The thought of Bruno Fernandes de Souza working again has sent shockwaves around the sports world.
The Brazilian soccer goalkeeper joined second-division club Boa Esporte on Monday. Just over one month ago, he was serving a 22-year sentence for ordering the 2010 kidnapping, torture, murder and dismemberment of his ex-girlfriend, Eliza Samudio. Her body was never recovered, and Bruno’s cousin told a court her body parts were fed to the player’s dogs.
Most expected Bruno to serve 15 more years behind bars on his 2013 conviction, but he was released last month on a technicality, while his lawyers appeal his conviction.
Boa Esporte quickly signed the one-time Brazil national team hopeful on a two-year contract, and he could return to the field in the coming months.

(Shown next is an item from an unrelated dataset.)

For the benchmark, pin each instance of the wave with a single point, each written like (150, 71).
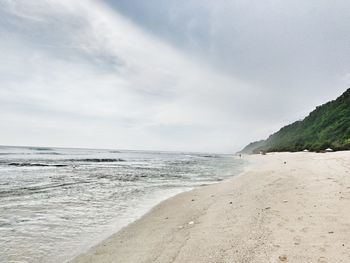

But signing Bruno predictably has sparked outrage from near and far. Sponsors Nutrends Nutrition, CardioCenter and Magsul have ended their partnerships with the team, according to the Guardian’s Jonathan Watts. Fans and social media users also are in an uproar.
However, Boa Esporte stands by its signing of the 32-year-old goalkeeper.
“Esporte Clube was not responsible for the release and freedom of the athlete Bruno,” Boa Esporte president Rone Moraes da Costa said on Facebook, according to CNN’s Marilia Brocchetto and Shasta Darlington. Da Costa added his club was “giving work to those who intend to recover.”
Boa Esporte said in another Facebook post Bruno “deserves a new opportunity as a professional. … The club has no relation with Bruno’s personal actions, nor with his past, having hired only the professional.”
But few are willing to side with the club’s viewpoint, and the club should prepare for weeks, months and years of criticism.